Leyla stared at the tops of the walls and then at the ceiling, all the while looking more anxious. “I haven't slept a wink,” she said, her voice accusing, as if her exhaustion were Omar's fault.
“There are some other things I must tell you,” Omar said. The tone of his voice rather than his words captured Leyla's attention. Omar was sounding more authoritative than he ever sounded.
“Jameel has been named tribal leader to succeed my father.”
Leyla stared at him in disbelief. “Jameel!” she said. “Jameel!” Her words came out in a near shriek. “What about you? What about Jaffar?” She had put up with the old man's eccentricities, the slights, the honors bestowed on Baba by everyone from the sweeper to the Chief Minister of the Punjab Assembly, only because she knew that the cloak of leadership would pass from her father-in-law to her husband, and then to her son. That was how it should be!
“I refused the leadership long ago, when Uncle Rahim died,” Omar said. “I've had enough of the intrigues of leadership. I watched Uncle Rahim get killed over power and I lost my stomach for it. I have no interest.”
“But how long have you known?” Leyla asked. “Why didn't you tell me?”
“We had all been sworn to secrecy,” Omar replied. “And the other thing is that Jameel and Mumtaz are to be married.”
“Mumtaz?” asked Leyla as if she didn't understand what Omar had said. “How can that Gypsy possibly fit in—”
“Mumtaz is a bright girl. She is a direct descendant of my grandfather. She's a good girl, and she will be a good wife. She and Jameel are compatible, and it's settled, so there's no use making a fuss. This marriage will take place soon. We didn't want Nazir to get ideas in his head about upsetting the plans and taking control himself.”
“And here I've been wasting my time trying to arrange
something in Okurabad,” Leyla said accusingly. “You could have saved me the trouble—”
“It's time you got some sleep,” Omar said, interrupting her. “I'm leaving now for the airport. We'll have a lot to do in the morning.” His voice sounded as if it had squeezed through a very narrow opening in his throat. “At seven-thirty or so, Asrar can begin to telephone people from government. You call your family on your mobile, and I'll call my side of the family.”
Leyla opened her mouth to say something, then shut it again. This was not the time to complain. She was not accustomed to her husband taking strong positions. She was not accustomed to his giving orders to the servants.
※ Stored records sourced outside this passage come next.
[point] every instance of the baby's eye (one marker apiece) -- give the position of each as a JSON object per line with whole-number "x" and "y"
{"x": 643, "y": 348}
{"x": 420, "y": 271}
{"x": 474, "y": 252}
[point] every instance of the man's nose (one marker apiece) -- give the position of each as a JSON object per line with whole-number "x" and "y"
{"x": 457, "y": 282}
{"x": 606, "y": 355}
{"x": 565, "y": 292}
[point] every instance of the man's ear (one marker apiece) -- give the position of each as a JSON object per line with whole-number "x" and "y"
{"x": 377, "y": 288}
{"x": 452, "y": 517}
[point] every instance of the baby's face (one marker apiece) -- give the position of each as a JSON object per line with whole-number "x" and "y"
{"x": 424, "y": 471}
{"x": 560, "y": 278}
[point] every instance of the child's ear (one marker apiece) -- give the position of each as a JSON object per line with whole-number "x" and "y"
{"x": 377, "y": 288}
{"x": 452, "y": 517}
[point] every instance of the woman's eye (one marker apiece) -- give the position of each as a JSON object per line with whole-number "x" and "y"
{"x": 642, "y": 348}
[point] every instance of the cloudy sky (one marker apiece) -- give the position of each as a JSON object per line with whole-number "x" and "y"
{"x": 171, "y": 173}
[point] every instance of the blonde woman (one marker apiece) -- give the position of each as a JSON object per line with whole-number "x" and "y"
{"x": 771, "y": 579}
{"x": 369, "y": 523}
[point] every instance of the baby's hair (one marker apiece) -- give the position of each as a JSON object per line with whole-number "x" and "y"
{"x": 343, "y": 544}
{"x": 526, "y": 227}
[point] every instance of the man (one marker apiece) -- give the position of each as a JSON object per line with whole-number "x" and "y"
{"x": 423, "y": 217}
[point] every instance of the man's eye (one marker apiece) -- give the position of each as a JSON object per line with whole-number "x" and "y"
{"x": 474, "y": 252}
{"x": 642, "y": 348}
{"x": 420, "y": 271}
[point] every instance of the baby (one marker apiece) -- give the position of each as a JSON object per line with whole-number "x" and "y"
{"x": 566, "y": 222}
She resumed her pacing.
I must take action, Leyla thought. She looked at her watch. In a few hours the muezzin would give the call for early morning prayer. She would not dither like Omar. She would take decisive action.
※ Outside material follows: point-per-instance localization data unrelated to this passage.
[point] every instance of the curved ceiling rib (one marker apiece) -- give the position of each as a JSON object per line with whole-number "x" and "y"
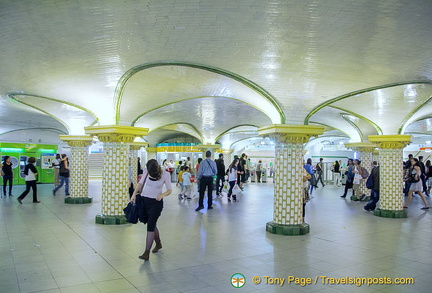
{"x": 118, "y": 94}
{"x": 232, "y": 128}
{"x": 362, "y": 91}
{"x": 33, "y": 128}
{"x": 377, "y": 128}
{"x": 329, "y": 126}
{"x": 405, "y": 122}
{"x": 74, "y": 121}
{"x": 346, "y": 118}
{"x": 197, "y": 133}
{"x": 187, "y": 99}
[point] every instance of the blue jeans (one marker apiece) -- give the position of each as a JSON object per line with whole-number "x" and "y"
{"x": 219, "y": 186}
{"x": 63, "y": 181}
{"x": 371, "y": 205}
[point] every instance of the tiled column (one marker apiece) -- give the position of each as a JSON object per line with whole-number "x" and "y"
{"x": 375, "y": 156}
{"x": 227, "y": 156}
{"x": 116, "y": 141}
{"x": 288, "y": 197}
{"x": 208, "y": 147}
{"x": 134, "y": 147}
{"x": 78, "y": 168}
{"x": 365, "y": 150}
{"x": 151, "y": 154}
{"x": 391, "y": 174}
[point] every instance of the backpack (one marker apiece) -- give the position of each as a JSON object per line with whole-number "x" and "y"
{"x": 365, "y": 173}
{"x": 370, "y": 182}
{"x": 414, "y": 178}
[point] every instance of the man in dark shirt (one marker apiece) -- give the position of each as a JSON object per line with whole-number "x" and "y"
{"x": 207, "y": 170}
{"x": 220, "y": 179}
{"x": 423, "y": 175}
{"x": 371, "y": 205}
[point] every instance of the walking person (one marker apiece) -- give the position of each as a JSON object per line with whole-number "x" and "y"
{"x": 258, "y": 171}
{"x": 349, "y": 177}
{"x": 429, "y": 175}
{"x": 374, "y": 198}
{"x": 150, "y": 189}
{"x": 306, "y": 196}
{"x": 407, "y": 167}
{"x": 63, "y": 175}
{"x": 232, "y": 178}
{"x": 220, "y": 179}
{"x": 196, "y": 171}
{"x": 180, "y": 181}
{"x": 56, "y": 166}
{"x": 358, "y": 176}
{"x": 337, "y": 174}
{"x": 320, "y": 170}
{"x": 30, "y": 172}
{"x": 187, "y": 186}
{"x": 416, "y": 184}
{"x": 206, "y": 172}
{"x": 7, "y": 173}
{"x": 423, "y": 175}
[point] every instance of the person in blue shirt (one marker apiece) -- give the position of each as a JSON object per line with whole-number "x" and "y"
{"x": 207, "y": 170}
{"x": 350, "y": 177}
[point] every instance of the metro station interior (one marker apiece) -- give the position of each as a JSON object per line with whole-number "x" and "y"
{"x": 346, "y": 79}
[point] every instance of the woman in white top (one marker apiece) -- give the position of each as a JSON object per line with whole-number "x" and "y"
{"x": 357, "y": 170}
{"x": 416, "y": 184}
{"x": 150, "y": 187}
{"x": 232, "y": 178}
{"x": 31, "y": 174}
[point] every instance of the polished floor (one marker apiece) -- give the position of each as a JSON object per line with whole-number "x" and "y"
{"x": 55, "y": 247}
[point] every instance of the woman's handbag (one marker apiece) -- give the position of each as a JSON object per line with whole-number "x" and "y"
{"x": 131, "y": 213}
{"x": 135, "y": 211}
{"x": 236, "y": 189}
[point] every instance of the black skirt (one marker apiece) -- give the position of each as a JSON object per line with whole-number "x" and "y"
{"x": 152, "y": 211}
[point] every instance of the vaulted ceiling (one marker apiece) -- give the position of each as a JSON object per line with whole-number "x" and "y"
{"x": 214, "y": 71}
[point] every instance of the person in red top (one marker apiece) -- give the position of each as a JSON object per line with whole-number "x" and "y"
{"x": 150, "y": 189}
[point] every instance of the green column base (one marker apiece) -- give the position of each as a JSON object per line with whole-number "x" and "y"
{"x": 354, "y": 198}
{"x": 110, "y": 220}
{"x": 366, "y": 198}
{"x": 391, "y": 213}
{"x": 291, "y": 230}
{"x": 78, "y": 200}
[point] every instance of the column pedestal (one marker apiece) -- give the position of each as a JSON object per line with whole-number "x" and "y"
{"x": 151, "y": 154}
{"x": 208, "y": 147}
{"x": 116, "y": 140}
{"x": 227, "y": 154}
{"x": 288, "y": 182}
{"x": 78, "y": 168}
{"x": 134, "y": 147}
{"x": 391, "y": 174}
{"x": 365, "y": 150}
Leyla sat down at the desk in the front hallway and wrote out a note to Uncle Nazir telling him of Omar's plan for Baba's succession. If Omar wouldn't assume power, then Nazir should take over. That way Leyla would have time to put some plans in place for Jaffar's future as tribal leader. Nazir didn't have a son, and she had been careful to be kind to him when none of the rest of her father's wretched family gave him the time of day. When she had finished, she went to the cupboard under the stairway and fetched a light cotton chador, which she wrapped around herself as she walked
briskly through the kitchen to the servants' quarters. She went straight to the door of Spin Gul's room and tapped lightly.
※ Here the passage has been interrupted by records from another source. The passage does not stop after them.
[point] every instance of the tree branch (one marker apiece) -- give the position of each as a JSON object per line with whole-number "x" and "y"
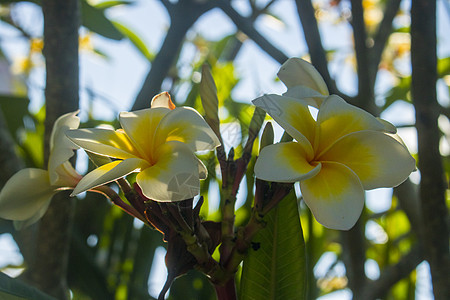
{"x": 246, "y": 26}
{"x": 365, "y": 97}
{"x": 183, "y": 15}
{"x": 432, "y": 185}
{"x": 377, "y": 289}
{"x": 311, "y": 32}
{"x": 61, "y": 23}
{"x": 381, "y": 37}
{"x": 354, "y": 256}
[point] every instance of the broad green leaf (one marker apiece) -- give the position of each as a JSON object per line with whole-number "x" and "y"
{"x": 14, "y": 289}
{"x": 443, "y": 66}
{"x": 95, "y": 20}
{"x": 135, "y": 40}
{"x": 277, "y": 269}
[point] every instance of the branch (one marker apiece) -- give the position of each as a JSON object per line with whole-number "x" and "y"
{"x": 354, "y": 257}
{"x": 61, "y": 22}
{"x": 308, "y": 20}
{"x": 246, "y": 26}
{"x": 183, "y": 15}
{"x": 382, "y": 36}
{"x": 365, "y": 98}
{"x": 432, "y": 185}
{"x": 391, "y": 275}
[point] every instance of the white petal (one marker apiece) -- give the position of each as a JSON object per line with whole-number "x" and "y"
{"x": 186, "y": 125}
{"x": 174, "y": 177}
{"x": 162, "y": 100}
{"x": 284, "y": 162}
{"x": 377, "y": 159}
{"x": 61, "y": 148}
{"x": 335, "y": 196}
{"x": 63, "y": 123}
{"x": 293, "y": 115}
{"x": 310, "y": 96}
{"x": 202, "y": 170}
{"x": 104, "y": 142}
{"x": 109, "y": 172}
{"x": 296, "y": 71}
{"x": 25, "y": 194}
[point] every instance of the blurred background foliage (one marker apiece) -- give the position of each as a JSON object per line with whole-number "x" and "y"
{"x": 113, "y": 256}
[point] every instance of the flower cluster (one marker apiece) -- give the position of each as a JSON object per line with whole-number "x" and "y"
{"x": 28, "y": 193}
{"x": 336, "y": 156}
{"x": 159, "y": 143}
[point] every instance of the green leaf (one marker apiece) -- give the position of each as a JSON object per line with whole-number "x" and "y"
{"x": 443, "y": 67}
{"x": 277, "y": 270}
{"x": 14, "y": 289}
{"x": 95, "y": 20}
{"x": 135, "y": 40}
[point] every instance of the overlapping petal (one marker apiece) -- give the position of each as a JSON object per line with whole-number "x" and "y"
{"x": 296, "y": 71}
{"x": 140, "y": 126}
{"x": 293, "y": 115}
{"x": 186, "y": 125}
{"x": 25, "y": 194}
{"x": 175, "y": 175}
{"x": 284, "y": 162}
{"x": 337, "y": 118}
{"x": 310, "y": 96}
{"x": 377, "y": 159}
{"x": 19, "y": 225}
{"x": 335, "y": 196}
{"x": 61, "y": 148}
{"x": 162, "y": 100}
{"x": 109, "y": 172}
{"x": 104, "y": 142}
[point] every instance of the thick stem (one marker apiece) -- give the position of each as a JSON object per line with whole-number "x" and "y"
{"x": 432, "y": 185}
{"x": 61, "y": 22}
{"x": 226, "y": 291}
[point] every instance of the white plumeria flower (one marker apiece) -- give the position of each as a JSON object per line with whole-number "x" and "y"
{"x": 303, "y": 81}
{"x": 28, "y": 193}
{"x": 335, "y": 158}
{"x": 159, "y": 143}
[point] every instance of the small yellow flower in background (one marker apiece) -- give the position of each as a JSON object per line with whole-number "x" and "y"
{"x": 28, "y": 193}
{"x": 36, "y": 45}
{"x": 159, "y": 143}
{"x": 335, "y": 158}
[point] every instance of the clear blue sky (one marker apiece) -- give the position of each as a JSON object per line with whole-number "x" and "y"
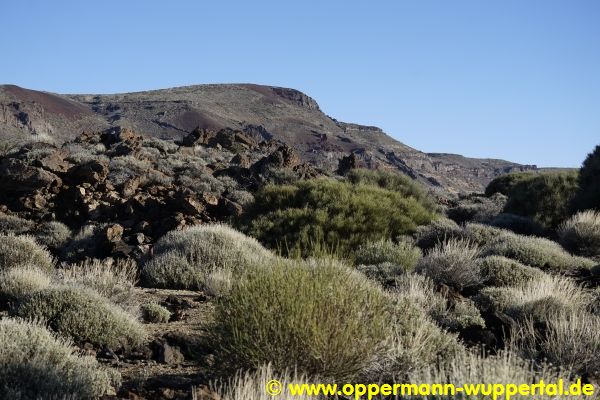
{"x": 511, "y": 79}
From behind the door she heard Spin Gul stirring. Leyla shared the driver with her mother, and his loyalty was split evenly between them. He had a highly developed sense of stealth. Leyla and Amina used him for errands they didn't want others to know about.
 
 
Muti lay in her bed and slowly absorbed the words she had overheard from downstairs. She was still too numb to react to the plans Baba and Omar and Jameel's parents had made for her and Jameel. She was used to feeling unsafe and unloved. She was used to not having a mother, to being all alone in the world except for Baba and Jameel. Suddenly she had a mother and the chance for a secure place in the family. But it felt strange and unreal, like a drama in which the actors read from a script that made little sense.